The first, Gudkov says, is a kind of propaganda by inertia. "There are no [state media] structures that constantly remind people and spur discussion about the responsibility of the authorities -- not only in the case of the sinking of the Kursk, but also in other tragic and catastrophic events."
In other words: Out of sight, out of mind.
Gudkov says that this is evident in polls from the increase in the number of people -- particularly among the younger generations -- who told Levada that they have "difficulty answering the question." Twenty-six percent gave that response this year, compared with just 6 percent in 2000.
Today, the main Russian TV channels are lockstep followers of the Kremlin line. In 2000 the broadcast media landscape was considerably more boisterous, featuring powerful TV stations such as NTV -- then owned by tycoon Vladimir Gusinsky -- that had an appetite for attacking the Kremlin.
One of Putin's first major moves as president, in fact, was to regain control of the airwaves by reining in stations like NTV. But much of that process, which produced the propaganda machines that now feed the country a steady diet of anti-Western rhetoric, came after the Kursk disaster.
Acting Too Late
The nuclear-powered submarine left its dock on the Barents Sea to perform a drill when a torpedo onboard malfunctioned and exploded on August 12. The Russian Navy declared it lost after 11 hours, when it did not send out a routine signal.

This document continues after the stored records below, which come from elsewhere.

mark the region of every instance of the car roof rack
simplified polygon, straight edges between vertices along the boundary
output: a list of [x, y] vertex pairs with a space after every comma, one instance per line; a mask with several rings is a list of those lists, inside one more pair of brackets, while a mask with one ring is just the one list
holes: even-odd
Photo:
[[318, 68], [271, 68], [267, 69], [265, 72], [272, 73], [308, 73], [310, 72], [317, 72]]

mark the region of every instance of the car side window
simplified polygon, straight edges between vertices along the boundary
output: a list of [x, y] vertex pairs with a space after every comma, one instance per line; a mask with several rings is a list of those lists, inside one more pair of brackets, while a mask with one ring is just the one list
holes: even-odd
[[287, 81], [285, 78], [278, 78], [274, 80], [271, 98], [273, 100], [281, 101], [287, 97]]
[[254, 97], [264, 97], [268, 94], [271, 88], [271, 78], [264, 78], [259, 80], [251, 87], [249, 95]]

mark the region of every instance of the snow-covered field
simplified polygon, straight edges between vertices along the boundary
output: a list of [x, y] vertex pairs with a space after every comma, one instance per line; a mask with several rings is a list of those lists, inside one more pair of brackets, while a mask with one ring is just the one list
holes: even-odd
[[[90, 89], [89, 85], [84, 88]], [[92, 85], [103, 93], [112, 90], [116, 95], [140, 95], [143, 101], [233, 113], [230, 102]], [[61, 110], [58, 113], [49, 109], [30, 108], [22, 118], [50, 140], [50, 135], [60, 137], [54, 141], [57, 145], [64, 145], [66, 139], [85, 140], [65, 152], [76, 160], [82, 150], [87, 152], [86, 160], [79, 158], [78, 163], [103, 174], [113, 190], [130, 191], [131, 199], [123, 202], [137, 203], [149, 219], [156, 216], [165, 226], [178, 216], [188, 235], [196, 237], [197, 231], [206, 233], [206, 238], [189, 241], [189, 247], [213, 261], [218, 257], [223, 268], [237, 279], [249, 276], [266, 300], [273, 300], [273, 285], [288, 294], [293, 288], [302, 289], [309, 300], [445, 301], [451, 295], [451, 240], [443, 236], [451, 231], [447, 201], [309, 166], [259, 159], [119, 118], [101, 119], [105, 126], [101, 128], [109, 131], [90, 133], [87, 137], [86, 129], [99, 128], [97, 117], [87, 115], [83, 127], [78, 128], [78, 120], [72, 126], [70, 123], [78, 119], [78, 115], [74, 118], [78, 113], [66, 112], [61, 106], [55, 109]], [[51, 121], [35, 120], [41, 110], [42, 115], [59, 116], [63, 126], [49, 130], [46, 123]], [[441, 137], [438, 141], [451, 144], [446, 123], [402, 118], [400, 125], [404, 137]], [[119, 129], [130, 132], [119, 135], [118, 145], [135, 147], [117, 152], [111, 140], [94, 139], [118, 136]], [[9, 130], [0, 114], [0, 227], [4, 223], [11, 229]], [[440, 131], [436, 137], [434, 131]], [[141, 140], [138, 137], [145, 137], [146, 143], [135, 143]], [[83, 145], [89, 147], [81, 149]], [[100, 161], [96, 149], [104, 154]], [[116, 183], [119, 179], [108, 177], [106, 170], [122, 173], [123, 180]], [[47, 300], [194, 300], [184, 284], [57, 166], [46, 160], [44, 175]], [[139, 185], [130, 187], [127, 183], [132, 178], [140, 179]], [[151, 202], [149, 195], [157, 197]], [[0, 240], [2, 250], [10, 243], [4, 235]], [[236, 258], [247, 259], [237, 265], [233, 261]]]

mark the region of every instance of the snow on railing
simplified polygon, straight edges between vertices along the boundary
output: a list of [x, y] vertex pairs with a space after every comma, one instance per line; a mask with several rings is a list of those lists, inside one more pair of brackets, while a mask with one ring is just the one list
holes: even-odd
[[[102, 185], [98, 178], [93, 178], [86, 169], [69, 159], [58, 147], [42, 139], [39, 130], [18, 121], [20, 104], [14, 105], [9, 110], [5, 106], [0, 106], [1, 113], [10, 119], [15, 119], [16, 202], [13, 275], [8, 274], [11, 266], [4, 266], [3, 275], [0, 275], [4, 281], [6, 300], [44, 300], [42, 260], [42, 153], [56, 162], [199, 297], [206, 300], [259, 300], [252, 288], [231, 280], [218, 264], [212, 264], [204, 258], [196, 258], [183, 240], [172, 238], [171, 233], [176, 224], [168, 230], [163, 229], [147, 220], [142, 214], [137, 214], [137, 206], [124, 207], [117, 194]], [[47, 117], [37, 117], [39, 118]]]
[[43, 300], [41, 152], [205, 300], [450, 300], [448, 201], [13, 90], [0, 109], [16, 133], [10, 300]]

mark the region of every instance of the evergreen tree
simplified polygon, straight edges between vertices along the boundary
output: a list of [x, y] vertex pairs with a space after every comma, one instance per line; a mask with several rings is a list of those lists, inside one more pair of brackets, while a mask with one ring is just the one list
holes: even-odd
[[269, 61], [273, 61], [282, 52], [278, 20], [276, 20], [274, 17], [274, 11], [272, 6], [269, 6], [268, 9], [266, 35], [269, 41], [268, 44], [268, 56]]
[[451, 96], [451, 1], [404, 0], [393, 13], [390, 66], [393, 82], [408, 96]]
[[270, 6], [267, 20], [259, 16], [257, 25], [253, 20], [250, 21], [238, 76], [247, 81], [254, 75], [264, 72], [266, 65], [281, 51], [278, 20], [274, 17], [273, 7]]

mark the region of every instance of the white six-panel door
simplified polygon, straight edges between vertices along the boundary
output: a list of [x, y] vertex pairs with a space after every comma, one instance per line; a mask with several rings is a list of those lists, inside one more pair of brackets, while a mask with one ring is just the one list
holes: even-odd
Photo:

Moscow eventually accepted help from Britain and Norway, whose divers were dispatched to the stricken Kursk together with Russians, but only days after the vessel had sunk. No one on board was rescued.
At the time, Russian media zeroed in on the procrastination over accepting assistance.
In August 2000, Putin himself was slow to emerge from holiday when news of the crisis broke. Ten days after the Kursk sank, he traveled to Vidyayevo, a naval post north of the Arctic Circle where he addressed mourning widows and other relatives of the dead.
Footage from the scene shows a security guard trying to force a shouting, grief-stricken woman in a head scarf to be seated in an auditorium in front of a tanned Putin, who looks out of place in a black suit and black shirt.
Fifteen years later, Russian state television often plays down national crises, including those that continue to plague the military.
When a barracks collapsed in the Siberian city of Omsk in July, crushing and killing 24 cadets as they slept, national TV stations glossed over the tragedy by failing to name any of the two dozen soldiers who had died or interview their loved ones. A Facebook post in which RFE/RL's Russian Service journalist Yelena Rykovsteva mentioned this omission was reposted 12,500 times.
In 2010, on the 10th anniversary of the sinking of the Kursk, neither Putin, then prime minister, nor President Dmitry Medvedev made public comment on modern Russia's worst naval disaster.
Gudkov says the second explanation for the change in public opinion is the patriotic boom unleashed by Russia's takeover of Crimea from Ukraine in March 2014, an operation conducted amid a fierce campaign of anti-Western propaganda that is still going strong.
"The authorities have flattered the public conscience by taking away its inferiority complexes and defeatism," Gudkov says. "Although the authorities continue to be considered mafia-like, incompetent, and working against the interests of normal people, nevertheless the explosion of patriotism and propaganda that has been going on for a year and a half already forces a significant portion of conformist people to refrain from negative assessments of events."